Other important limitations and practical considerations must be acknowledged. From a computational efficiency perspective, the softmin-based domain generation and autoencoder training introduce additional computational overheads compared to conventional EEG processing pipelines. The iterative optimization of the β parameter and the 3D-to-domain transformation process increase processing time, which may limit real-time applications. Computational complexity scales with the cube resolution and the number of trial signals, potentially requiring high-performance computing resources for large-scale implementations.
Regarding real-world feasibility, the proposed method requires careful consideration of deployment scenarios. The need for sufficient training data to establish reliable domain adaptations may pose challenges in clinical or consumer applications where limited EEG data are available. Moreover, accuracy tends to decline as the number of subjects increases, which is an inherent challenge in biometric identification. This issue could be mitigated by ensuring that there are enough training and testing data to better capture inter-subject variability. Additionally, the method’s performance may be sensitive to variations in EEG acquisition protocols, electrode configurations and environmental conditions that differ from the training setup. The generalization of the ability of different EEG hardware vendors and recording parameters remains to be thoroughly validated. Furthermore, subject-related artifacts such as eye blinks and muscle activities may also influence model performance. To address these concerns, a systematic comparison among heavy, light and no artifact removal strategies can be conducted in future work to further assess and enhance the robustness of the proposed framework.

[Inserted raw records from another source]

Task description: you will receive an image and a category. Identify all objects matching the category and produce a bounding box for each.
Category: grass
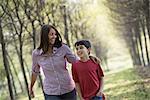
[104,68,150,100]
[1,68,150,100]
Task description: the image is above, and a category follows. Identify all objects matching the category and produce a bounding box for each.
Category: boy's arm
[96,77,104,96]
[75,83,84,100]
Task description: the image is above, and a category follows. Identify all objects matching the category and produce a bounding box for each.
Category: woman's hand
[89,55,101,64]
[29,89,35,98]
[96,91,103,96]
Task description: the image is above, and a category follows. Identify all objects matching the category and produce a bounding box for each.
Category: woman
[29,25,77,100]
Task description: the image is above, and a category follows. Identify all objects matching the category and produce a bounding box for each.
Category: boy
[72,40,105,100]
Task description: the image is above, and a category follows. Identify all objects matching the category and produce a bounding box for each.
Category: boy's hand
[29,89,34,98]
[89,56,101,64]
[96,91,103,96]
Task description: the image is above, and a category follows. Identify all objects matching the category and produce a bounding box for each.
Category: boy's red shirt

Privacy implications constitute another critical consideration, particularly for biometric applications. While the domain adaptation process may provide some degree of data anonymization through transformation, the extracted features could potentially retain subject-identifying information. The autoencoder’s latent representations require careful analysis to ensure they do not inadvertently preserve biometric signatures that could compromise user privacy. Furthermore, the computational requirements may necessitate cloud-based processing, raising concerns about data transmission and storage security.

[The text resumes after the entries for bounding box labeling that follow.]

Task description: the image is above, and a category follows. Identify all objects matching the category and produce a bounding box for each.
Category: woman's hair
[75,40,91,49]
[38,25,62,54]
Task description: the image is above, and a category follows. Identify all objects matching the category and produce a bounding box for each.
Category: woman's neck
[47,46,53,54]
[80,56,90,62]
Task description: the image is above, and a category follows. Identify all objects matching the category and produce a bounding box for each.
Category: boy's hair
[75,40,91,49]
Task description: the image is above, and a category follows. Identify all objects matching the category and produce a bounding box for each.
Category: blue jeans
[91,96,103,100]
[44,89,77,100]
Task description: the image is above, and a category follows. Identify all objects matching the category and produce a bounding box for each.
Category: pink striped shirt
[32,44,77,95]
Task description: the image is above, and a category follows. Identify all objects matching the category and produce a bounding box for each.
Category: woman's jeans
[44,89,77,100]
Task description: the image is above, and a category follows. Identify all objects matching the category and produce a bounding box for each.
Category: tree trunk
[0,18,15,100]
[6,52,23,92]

In this study, we applied a ‘light’ artifact removal procedure to preserve the intrinsic signal characteristics and evaluate the robustness of the proposed framework under minimally processed conditions. It is noteworthy that even simple filtering techniques such as the median filter have been demonstrated to effectively reduce artifacts in EEG recordings [
44,
45]. A systematic comparison between heavy-, light- and no-artifact removal strategies can be considered in future work to further validate the robustness of the proposed framework.